From c85ba4a9147d180277c49752d6fbefbfe9c2f392 Mon Sep 17 00:00:00 2001
From: graehl <graehl@ec762483-ff6d-05da-a07a-a48fb63a330f>
Date: Mon, 26 Jul 2010 17:25:57 +0000
Subject: comment cleanup

git-svn-id: https://ws10smt.googlecode.com/svn/trunk@421 ec762483-ff6d-05da-a07a-a48fb63a330f
---
 decoder/ff.h          |  4 ++++
 decoder/ff_from_fsa.h | 40 +++++++++++++++++-----------------------
 decoder/ff_fsa.h      |  8 ++++++--
 decoder/ff_lm.cc      |  3 +--
 decoder/hg.h          |  3 ---
 5 files changed, 28 insertions(+), 30 deletions(-)
diff --git a/decoder/ff.h b/decoder/ff.h
index 5c1f214f..08715766 100644
--- a/decoder/ff.h
+++ b/decoder/ff.h
@@ -2,6 +2,7 @@
 #define _FF_H_
 
 #include <vector>
+#include <cstring>
 #include "fdict.h"
 #include "hg.h"
 
@@ -29,6 +30,7 @@ class FeatureFunction {
   static std::string usage_helper(std::string const& name,std::string const& params,std::string const& details,bool show_params,bool show_details);
   static Features single_feature(int feat);
 public:
+
   // stateless feature that doesn't depend on source span: override and return true.  then your feature can be precomputed over rules.

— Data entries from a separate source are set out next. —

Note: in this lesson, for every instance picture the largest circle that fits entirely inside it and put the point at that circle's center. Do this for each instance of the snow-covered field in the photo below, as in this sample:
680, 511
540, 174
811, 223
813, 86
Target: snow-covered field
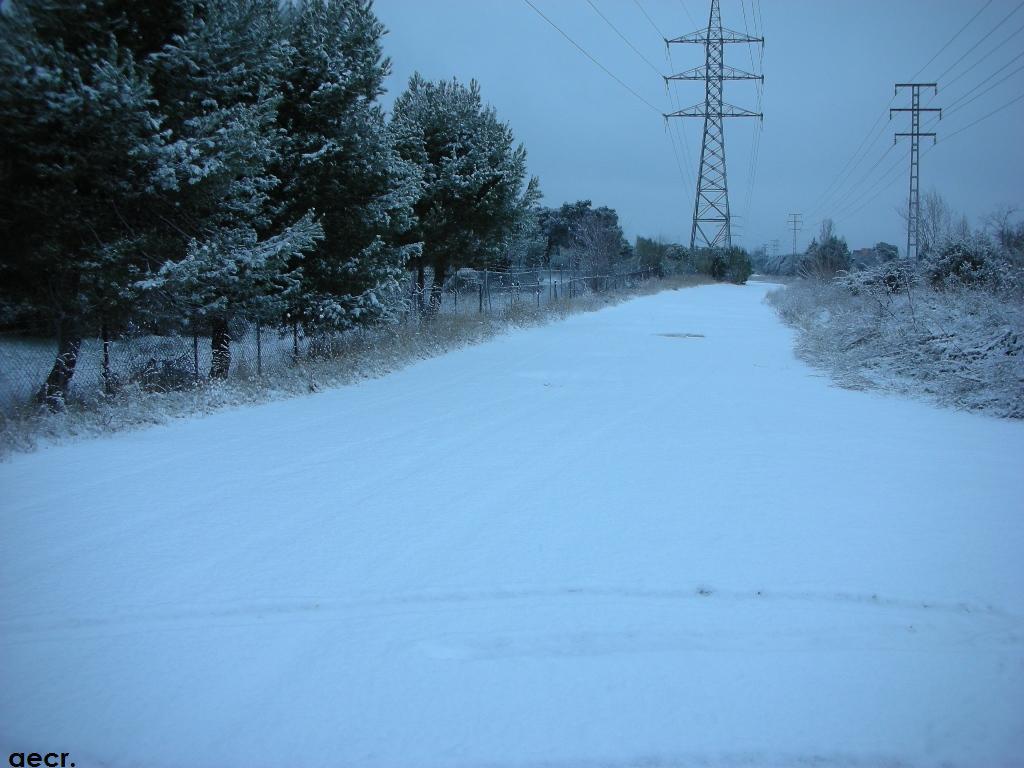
642, 537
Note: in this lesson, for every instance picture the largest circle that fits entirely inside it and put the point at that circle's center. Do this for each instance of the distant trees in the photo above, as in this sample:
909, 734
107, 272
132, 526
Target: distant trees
224, 252
84, 156
340, 160
473, 189
185, 162
826, 256
586, 239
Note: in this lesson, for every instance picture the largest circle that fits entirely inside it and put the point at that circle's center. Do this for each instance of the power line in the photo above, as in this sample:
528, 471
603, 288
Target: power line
856, 159
984, 117
975, 46
984, 57
950, 41
647, 16
623, 37
958, 103
583, 50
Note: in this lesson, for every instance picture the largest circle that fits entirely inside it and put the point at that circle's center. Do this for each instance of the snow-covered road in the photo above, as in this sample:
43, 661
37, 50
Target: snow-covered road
646, 536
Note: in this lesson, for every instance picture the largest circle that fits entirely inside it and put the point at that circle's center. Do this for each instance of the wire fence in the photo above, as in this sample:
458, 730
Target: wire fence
150, 360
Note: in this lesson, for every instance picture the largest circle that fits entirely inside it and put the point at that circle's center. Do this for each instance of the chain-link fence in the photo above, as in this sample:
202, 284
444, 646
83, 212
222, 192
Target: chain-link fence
153, 361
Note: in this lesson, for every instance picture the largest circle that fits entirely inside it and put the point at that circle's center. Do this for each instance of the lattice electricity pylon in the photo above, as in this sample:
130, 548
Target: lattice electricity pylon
913, 204
712, 222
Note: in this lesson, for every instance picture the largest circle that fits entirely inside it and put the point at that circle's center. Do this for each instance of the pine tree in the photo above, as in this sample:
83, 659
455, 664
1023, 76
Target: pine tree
339, 159
84, 153
474, 188
223, 253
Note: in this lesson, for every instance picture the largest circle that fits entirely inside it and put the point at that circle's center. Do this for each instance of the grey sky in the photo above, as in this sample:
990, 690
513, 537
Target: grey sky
828, 66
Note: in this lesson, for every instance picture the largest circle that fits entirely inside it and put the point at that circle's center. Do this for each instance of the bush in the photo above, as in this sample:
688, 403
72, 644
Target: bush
964, 260
730, 264
825, 259
962, 346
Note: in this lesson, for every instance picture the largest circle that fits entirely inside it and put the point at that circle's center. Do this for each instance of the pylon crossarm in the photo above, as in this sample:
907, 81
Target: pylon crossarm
728, 73
731, 36
697, 111
694, 37
728, 111
701, 37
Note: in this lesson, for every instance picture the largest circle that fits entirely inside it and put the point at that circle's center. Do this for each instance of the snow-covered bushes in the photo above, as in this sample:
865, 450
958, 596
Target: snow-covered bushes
730, 265
962, 344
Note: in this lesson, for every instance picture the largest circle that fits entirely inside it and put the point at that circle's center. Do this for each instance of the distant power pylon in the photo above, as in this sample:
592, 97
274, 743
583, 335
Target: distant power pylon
913, 204
797, 222
712, 222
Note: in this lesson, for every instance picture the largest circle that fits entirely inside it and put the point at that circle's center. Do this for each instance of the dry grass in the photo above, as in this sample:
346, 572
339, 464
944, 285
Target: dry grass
366, 353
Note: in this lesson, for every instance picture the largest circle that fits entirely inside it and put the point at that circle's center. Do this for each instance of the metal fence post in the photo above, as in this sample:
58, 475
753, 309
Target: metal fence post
196, 352
259, 348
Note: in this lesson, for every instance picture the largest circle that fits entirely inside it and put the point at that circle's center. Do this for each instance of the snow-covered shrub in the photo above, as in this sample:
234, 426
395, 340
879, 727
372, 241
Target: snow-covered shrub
888, 278
961, 345
730, 264
963, 259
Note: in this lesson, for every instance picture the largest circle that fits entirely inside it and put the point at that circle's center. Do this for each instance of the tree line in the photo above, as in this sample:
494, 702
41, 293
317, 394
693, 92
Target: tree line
175, 164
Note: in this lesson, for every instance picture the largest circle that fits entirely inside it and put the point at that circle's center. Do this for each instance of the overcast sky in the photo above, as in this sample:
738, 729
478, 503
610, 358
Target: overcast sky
829, 67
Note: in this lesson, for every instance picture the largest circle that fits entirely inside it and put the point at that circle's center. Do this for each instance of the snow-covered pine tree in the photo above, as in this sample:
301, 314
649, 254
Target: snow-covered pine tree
83, 157
340, 160
474, 187
224, 253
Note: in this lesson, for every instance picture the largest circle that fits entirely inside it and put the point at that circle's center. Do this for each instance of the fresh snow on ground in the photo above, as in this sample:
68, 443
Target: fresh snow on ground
647, 536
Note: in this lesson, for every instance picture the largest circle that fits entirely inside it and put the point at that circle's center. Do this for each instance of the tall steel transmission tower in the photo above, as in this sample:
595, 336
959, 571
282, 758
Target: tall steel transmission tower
712, 222
913, 205
796, 220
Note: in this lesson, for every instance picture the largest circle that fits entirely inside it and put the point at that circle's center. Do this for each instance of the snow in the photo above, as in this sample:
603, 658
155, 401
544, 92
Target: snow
597, 543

   virtual bool rule_feature() const { return false; }
 
@@ -81,6 +83,8 @@ public:
   // of the particular FeatureFunction class.  There is one exception:
   // equality of the contents (i.e., memcmp) is required to determine whether
   // two states can be combined.
+
+  // by Log, I mean that the edge is non-const only so you can log to it with INFO_EDGE(edge,msg<<"etc.").  most features don't use this so implement the below.  it has a different name to allow a default implementation without name hiding when inheriting + overriding just 1.
   virtual void TraversalFeaturesLog(const SentenceMetadata& smeta,
                                     Hypergraph::Edge& edge, // this is writable only so you can use log()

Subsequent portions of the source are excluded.